Un libro singular de múltiples lecturas, de imágenes y reflejos, donde cada cual podrá también seguir sus rumbos, buscar su propia identidad. La humildad del autor, casi en sombras, deja que sean los otros los que se luzcan, digan, hablen de lo que saben, nos habla de un hombre grande, que supo mantener la coherencia a lo largo de la vida, que llega hasta aquí con la cabeza erguida, tratando de reconstruir su propia ollita deteriorada por el tiempo, fracturada, aunque no destruida. Hoy se lo siente atormentado, porque de alguna manera esa timidez nativa se desplazó a lo largo de la vida, no hubo forma de salir y encima un postrero golpe de esos que no se pueden soportar en el ser más amado, más idolatrado, y es ahí donde entramos en el desconsuelo.  Lo que queda por delante es juntar los pedazos de tantas otras ollitas y dejarlas donde nacieron para irse, para dejar apenas eso, un pasaje sin grandes resonancias, volver y dejar un recuerdo.

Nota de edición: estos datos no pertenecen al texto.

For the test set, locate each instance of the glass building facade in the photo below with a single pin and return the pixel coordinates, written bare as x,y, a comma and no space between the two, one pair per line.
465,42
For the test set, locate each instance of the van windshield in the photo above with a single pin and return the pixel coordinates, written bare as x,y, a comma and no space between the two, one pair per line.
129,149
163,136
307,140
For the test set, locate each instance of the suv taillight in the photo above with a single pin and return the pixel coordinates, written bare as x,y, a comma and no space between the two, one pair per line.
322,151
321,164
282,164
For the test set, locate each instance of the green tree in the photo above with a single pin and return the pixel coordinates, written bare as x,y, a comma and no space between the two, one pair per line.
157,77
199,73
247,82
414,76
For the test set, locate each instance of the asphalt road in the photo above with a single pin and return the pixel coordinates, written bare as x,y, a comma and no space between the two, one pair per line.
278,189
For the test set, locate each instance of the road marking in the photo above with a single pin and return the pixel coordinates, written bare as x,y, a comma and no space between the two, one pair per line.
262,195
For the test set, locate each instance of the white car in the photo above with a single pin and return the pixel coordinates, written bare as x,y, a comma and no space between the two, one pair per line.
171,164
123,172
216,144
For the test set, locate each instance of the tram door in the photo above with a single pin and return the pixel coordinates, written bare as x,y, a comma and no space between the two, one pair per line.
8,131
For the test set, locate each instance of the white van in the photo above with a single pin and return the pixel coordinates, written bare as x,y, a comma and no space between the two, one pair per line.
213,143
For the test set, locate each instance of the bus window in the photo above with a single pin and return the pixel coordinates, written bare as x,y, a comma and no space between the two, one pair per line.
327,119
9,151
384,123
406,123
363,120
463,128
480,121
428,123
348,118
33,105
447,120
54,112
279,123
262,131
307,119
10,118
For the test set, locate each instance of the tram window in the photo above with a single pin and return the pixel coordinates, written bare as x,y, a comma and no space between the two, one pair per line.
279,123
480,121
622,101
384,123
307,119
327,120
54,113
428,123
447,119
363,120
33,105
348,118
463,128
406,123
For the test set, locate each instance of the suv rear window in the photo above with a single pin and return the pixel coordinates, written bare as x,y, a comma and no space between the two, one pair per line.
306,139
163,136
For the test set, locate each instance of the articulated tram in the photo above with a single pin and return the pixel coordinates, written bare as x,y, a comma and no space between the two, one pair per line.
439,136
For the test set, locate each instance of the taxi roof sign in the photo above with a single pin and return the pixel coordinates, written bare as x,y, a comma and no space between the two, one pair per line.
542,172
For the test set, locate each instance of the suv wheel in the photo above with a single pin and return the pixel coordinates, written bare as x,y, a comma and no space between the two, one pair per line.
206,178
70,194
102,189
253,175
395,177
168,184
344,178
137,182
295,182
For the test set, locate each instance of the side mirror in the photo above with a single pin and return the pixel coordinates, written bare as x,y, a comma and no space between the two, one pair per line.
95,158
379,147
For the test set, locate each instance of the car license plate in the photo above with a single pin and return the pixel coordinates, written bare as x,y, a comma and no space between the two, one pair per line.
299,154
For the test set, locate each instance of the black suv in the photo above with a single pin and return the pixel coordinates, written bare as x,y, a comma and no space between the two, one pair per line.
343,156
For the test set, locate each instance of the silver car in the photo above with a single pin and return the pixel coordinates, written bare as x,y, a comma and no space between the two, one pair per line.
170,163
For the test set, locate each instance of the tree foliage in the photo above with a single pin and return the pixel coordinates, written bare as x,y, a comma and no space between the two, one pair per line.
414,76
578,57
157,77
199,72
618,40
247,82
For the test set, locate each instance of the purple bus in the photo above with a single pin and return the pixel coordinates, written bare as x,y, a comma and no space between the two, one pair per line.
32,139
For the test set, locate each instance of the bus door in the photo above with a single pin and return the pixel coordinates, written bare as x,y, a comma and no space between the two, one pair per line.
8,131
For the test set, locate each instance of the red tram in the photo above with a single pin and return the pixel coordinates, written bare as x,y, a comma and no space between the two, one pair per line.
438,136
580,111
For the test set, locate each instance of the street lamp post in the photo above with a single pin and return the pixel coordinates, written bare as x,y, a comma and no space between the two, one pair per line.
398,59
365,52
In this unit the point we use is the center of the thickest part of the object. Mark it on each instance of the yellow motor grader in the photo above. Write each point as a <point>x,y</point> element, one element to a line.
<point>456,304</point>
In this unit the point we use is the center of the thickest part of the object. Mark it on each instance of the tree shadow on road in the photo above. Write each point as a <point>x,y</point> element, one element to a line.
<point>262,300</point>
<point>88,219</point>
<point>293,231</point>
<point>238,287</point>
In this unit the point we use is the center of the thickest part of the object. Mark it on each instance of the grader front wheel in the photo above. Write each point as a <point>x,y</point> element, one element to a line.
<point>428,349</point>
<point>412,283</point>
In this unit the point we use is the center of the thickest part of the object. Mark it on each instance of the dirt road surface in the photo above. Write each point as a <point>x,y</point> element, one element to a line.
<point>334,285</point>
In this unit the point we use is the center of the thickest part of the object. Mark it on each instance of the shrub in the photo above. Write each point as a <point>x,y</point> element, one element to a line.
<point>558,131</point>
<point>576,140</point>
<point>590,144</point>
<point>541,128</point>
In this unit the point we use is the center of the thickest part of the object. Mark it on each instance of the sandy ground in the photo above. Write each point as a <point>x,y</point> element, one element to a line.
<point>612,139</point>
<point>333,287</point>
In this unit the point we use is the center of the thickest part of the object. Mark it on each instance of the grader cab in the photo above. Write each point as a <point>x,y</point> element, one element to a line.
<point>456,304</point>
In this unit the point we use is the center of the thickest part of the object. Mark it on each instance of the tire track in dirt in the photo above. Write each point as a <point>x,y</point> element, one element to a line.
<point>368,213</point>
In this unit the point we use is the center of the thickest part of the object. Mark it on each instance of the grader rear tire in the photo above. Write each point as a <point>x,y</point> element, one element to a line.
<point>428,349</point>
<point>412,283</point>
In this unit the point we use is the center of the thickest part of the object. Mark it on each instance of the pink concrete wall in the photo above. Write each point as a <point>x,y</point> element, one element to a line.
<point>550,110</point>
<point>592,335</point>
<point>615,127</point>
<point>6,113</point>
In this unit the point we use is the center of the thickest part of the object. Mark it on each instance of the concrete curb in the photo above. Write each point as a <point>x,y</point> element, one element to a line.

Parir un libro que nos muestre lo que uno es, apenas un hombre, con las marcas que le vienen desde aquel muchachito de Belén.

Apenas es un agradecimiento al ser que anduvo un trecho con nosotros, que dejó su impronta. Y es una mirada al libro que alumbre la emoción que nos dio transcurrir sus páginas con la imagen del Federico en la celda contándonos historias de cine inauditas, inolvidables. Ahora nos reencontramos, qué lindo es reencontrarnos así. De pie. Creemos que íntegros. Y nos podemos mirar a los ojos y abrazarnos.